Dans l’espèce qui a donné lieu à l’arrêt du 2 avril 2008, un commissionnaire en douane et un importateur, relaxés par le tribunal correctionnel du chef de contrebande, avaient été cités, par l’administration des douanes, devant la cour d’appel en paiement des droits éludés, plus de trois ans après les déclarations d’appel et donc postérieurement à la prescription de l’action publique et de l’action fiscale. L’administration des douanes se prévalant de l’article 221, alinéa 4, du code des douanes communautaires, entendait faire juger que l’action en paiement des droits éludés n’était pas prescrite puisque trentenaire, en application de l’article 355 du code des douanes.

 

Sans statuer sur cette question, d’ailleurs en l’état non tranchée par la Cour de cassation, la juridiction du second degré jugeait qu’elle n’était pas valablement saisie de l’action en paiement des droits éludés, les citations à comparaître ayant été délivrées postérieurement à la prescription des actions publique et fiscale, solution conforme à deux arrêts non publiés de la chambre criminelle (Crim., 2 décembre 1998, Bull. crim., n° 97-84.777 et Crim., 15 mai 2001, pourvoi n° 00-84.753), aux termes desquels l’action civile ne peut plus être exercée devant la juridiction répressive après l’expiration du délai de prescription de l’action publique, qu’il appartient à la partie civile d’interrompre par un acte de poursuite en faisant elle-même délivrer une citation au prévenu.

 

Revenant sur cette jurisprudence, la chambre criminelle censure cette analyse en relevant que la cour d’appel avait été régulièrement saisie, par la déclaration d’appel, de l’action en paiement des droits éludés engagée avant la prescription de l’action publique.

 

Ce faisant, la chambre criminelle apporte simplification et cohérence au sort de l’action civile devant les juridictions répressives en cas d’extinction de l’action publique.

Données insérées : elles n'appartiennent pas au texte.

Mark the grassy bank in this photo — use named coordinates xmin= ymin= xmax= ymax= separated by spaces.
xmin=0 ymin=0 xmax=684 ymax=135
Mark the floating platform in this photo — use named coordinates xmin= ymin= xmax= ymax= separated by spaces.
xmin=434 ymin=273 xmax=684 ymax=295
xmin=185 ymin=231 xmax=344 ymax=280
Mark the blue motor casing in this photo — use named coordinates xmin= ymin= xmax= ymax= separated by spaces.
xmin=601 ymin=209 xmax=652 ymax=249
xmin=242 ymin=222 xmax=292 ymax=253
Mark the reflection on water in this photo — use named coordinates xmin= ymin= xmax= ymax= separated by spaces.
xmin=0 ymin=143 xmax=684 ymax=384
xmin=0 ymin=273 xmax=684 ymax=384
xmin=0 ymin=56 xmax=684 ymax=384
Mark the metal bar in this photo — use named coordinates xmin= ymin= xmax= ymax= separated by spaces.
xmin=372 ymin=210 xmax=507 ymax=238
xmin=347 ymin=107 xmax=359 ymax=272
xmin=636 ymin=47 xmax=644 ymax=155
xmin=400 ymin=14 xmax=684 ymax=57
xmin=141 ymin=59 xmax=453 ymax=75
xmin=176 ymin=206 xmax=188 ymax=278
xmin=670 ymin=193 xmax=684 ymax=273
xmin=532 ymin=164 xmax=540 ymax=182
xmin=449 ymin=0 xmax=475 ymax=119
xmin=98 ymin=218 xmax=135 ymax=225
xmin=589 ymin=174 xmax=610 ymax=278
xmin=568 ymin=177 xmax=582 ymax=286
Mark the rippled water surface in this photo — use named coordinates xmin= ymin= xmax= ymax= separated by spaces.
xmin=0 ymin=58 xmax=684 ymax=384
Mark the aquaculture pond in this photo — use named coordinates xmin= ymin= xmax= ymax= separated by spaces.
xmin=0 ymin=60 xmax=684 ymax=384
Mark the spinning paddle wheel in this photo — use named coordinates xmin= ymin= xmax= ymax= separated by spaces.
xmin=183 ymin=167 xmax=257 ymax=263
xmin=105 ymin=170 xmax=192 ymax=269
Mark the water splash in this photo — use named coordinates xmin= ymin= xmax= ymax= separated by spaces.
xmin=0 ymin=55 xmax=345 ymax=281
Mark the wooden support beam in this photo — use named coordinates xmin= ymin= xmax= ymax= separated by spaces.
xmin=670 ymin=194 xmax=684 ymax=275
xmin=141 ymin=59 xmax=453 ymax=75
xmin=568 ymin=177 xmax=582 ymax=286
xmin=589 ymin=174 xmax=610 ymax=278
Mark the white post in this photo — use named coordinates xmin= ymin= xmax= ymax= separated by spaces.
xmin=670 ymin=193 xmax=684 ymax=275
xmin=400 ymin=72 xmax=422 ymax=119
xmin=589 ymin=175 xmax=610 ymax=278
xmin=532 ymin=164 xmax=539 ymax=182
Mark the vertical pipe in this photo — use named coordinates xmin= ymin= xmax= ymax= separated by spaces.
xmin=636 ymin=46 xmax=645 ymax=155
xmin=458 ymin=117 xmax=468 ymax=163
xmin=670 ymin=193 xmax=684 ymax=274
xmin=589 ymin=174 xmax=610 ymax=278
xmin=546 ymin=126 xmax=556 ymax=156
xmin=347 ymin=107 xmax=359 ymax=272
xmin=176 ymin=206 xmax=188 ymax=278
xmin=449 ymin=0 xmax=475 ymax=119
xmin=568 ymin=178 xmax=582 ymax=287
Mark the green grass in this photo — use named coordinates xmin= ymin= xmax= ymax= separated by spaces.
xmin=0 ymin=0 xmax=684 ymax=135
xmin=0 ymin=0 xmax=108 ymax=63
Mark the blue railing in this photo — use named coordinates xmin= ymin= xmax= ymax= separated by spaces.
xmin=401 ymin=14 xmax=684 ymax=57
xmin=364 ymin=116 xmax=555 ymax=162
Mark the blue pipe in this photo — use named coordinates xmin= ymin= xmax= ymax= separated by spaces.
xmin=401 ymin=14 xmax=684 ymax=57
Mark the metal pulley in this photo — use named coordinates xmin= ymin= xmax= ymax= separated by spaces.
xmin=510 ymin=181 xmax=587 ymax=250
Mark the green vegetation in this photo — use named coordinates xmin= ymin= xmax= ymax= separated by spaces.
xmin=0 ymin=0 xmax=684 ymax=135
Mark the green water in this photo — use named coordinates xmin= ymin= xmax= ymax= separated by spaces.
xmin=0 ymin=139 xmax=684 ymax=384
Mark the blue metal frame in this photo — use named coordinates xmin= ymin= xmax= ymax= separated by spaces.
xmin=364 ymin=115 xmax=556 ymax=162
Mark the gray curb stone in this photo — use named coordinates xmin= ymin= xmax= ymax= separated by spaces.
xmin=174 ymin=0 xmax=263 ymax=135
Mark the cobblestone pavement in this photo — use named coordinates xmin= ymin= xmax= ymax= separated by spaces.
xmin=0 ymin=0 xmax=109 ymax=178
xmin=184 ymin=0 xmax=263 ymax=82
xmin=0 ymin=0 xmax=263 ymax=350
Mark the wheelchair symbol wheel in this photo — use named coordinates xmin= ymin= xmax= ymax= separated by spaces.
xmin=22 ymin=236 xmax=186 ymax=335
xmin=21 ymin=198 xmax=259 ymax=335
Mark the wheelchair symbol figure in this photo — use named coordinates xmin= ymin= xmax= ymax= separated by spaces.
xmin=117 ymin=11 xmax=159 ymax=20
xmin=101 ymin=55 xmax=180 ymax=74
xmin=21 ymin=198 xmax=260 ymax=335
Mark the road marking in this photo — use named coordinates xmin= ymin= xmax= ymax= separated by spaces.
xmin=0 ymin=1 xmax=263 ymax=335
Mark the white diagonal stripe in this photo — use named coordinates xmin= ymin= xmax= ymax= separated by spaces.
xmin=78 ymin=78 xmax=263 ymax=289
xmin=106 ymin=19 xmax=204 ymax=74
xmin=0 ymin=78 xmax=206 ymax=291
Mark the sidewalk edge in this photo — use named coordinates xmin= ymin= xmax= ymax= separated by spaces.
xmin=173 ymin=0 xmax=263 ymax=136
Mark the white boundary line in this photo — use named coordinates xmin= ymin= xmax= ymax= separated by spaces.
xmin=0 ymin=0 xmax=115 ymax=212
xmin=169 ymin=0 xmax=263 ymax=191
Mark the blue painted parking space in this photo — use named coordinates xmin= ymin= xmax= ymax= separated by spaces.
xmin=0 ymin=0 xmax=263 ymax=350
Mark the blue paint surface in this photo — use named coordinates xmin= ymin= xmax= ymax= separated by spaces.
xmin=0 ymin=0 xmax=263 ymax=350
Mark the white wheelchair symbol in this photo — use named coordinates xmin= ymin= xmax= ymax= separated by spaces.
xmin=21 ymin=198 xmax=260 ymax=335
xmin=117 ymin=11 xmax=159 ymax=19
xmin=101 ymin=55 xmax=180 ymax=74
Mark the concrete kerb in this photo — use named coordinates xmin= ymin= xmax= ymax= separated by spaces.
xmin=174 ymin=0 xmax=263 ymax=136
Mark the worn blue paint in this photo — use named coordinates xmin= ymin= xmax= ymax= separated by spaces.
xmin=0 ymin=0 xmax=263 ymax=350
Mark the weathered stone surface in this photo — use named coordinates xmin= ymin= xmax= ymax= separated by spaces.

On rappellera en effet que la chambre criminelle admet, de longue date, le maintien de la compétence de la juridiction répressive pour connaître de l’action civile, en dépit de l’extinction de l’action publique en raison du décès du prévenu (Crim., 22 décembre 1958, Bull. crim., n°762), de l’amnistie (Crim., 2 mars 1971, Bull. crim., n° 68), de l’abrogation de la loi pénale (Crim., 16 décembre 1954, Bull. crim., n° 405), dès lors du moins qu’une première décision au fond est intervenue.

 

Dans le second arrêt commenté du 15 mai 2008, la chambre criminelle, faisant application de sa jurisprudence du 2 avril 2008, a, au visa de l’article 10 du code de procédure pénale, cassé un arrêt de cour d’appel qui, après avoir constaté la prescription de l’action publique, déboutait de ses demandes la partie civile, appelante d’une décision de relaxe, en énonçant que l’ action civile se prescrit selon les règles du code de procédure pénale lorsqu’elle est portée devant les juridictions répressives. La cour de cassation constate que l’action civile se prescrivant selon les règles du code civil, en l’espèce à expiration d’un délai de dix ans, la cour d’appel demeurait compétente pour statuer sur une telle action.

 

On relèvera que depuis la loi du 17 juin 2008 relative à la réforme de la prescription en matière civile cette jurisprudence est caduque : l’article 10 du code de procédure pénale disposant désormais que l’action civile exercée devant une juridiction répressive se prescrit selon les règles de l’action publique. La réduction de trente ans à cinq ans de la prescription civile de droit commun impliquant que, dans certains cas, elle sera plus courte que la prescription de l’action publique, le législateur n’a pas souhaité que ces dispositions aient pour conséquence d’interdire à la victime d’agir devant le juge pénal lorsque la prescription civile est acquise avant la prescription pénale.